Intermittent issue with communication between containers across different hosts

We are running a setup with Rancher v1.1.4. Most of the times our setup is working as expected, however at times we see issues where containers across different hosts aren’t able to communicate with each other.

During such times ping from one container to another fails with 100% packet loss. The only way around is to restart network agent on troublesome host.

While trying to debug the issue I also found that there were lots of ICMP redirects happening even when containers were happily communicating with each other. Should this be of some concern as far as troubleshooting the issue is concerned?

I am completely clueless here, as network agent logs don’t reveal much and I am unable to make any sense from those ICMP redirects ?

Thanks much in advance for any help around this matter.

Cheers,
M

1 Like

Sounds like one or more IPsec tunnels between hosts are failing.

You can check status with this: swanctl --list-sas - there should always be one less SA than you have hosts in an environment (so if you have four hosts, you should see 3 SAs).

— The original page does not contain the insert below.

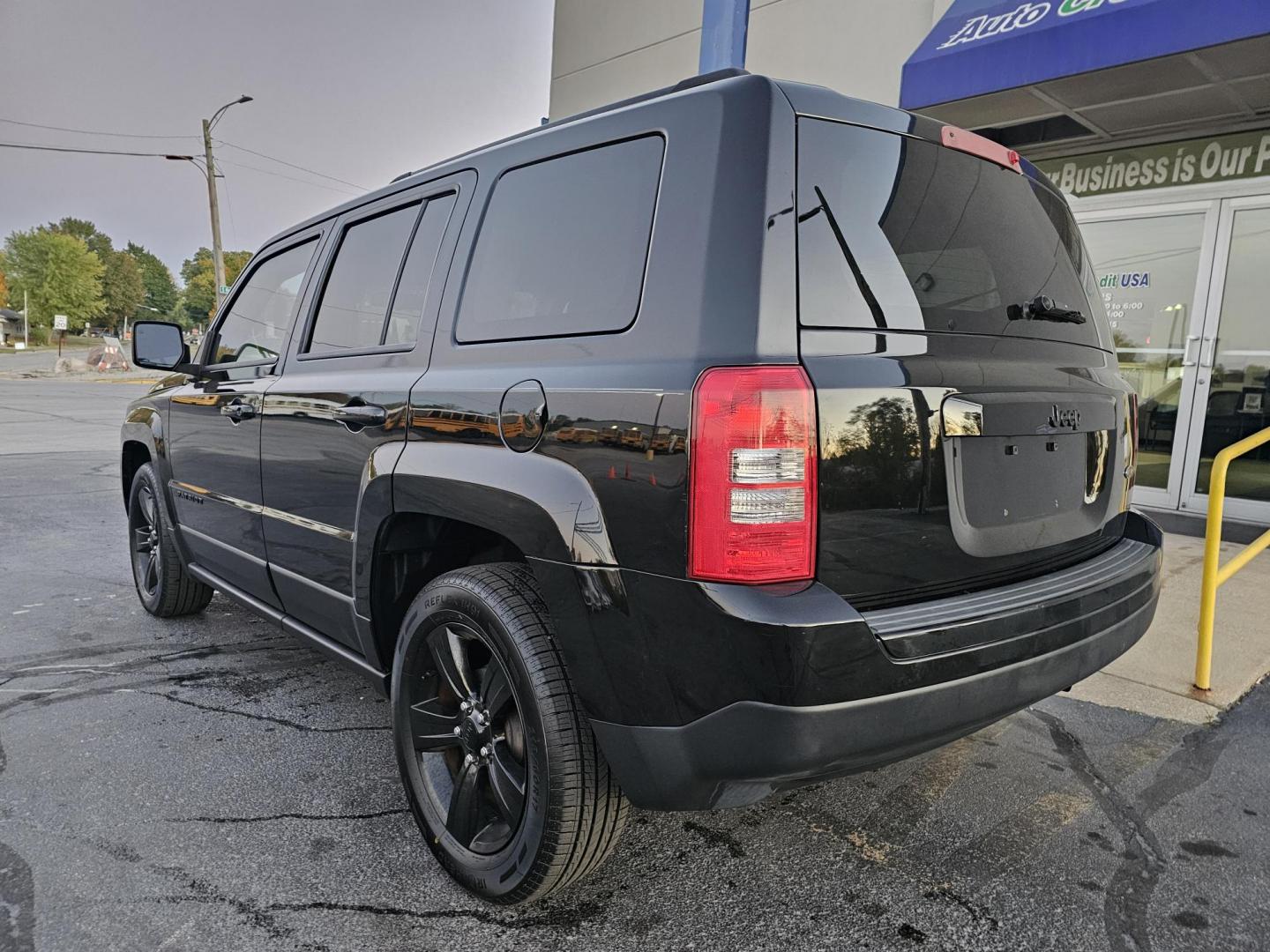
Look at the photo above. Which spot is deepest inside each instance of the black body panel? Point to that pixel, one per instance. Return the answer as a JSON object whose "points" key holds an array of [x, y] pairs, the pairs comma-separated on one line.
{"points": [[366, 472]]}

If that is the issue, you can restart the Charon daemon (far better than the entire network agent container) by exec’ing into the network agent and using this command: monit restart charon.

Never found a cure for this issue (never happened too often) but we’ve not had it since upgrading to RancherOS v0.7.1 around 6 weeks ago. Of course you may not be using it and we previously saw this problem less frequently than that time period so we may yet.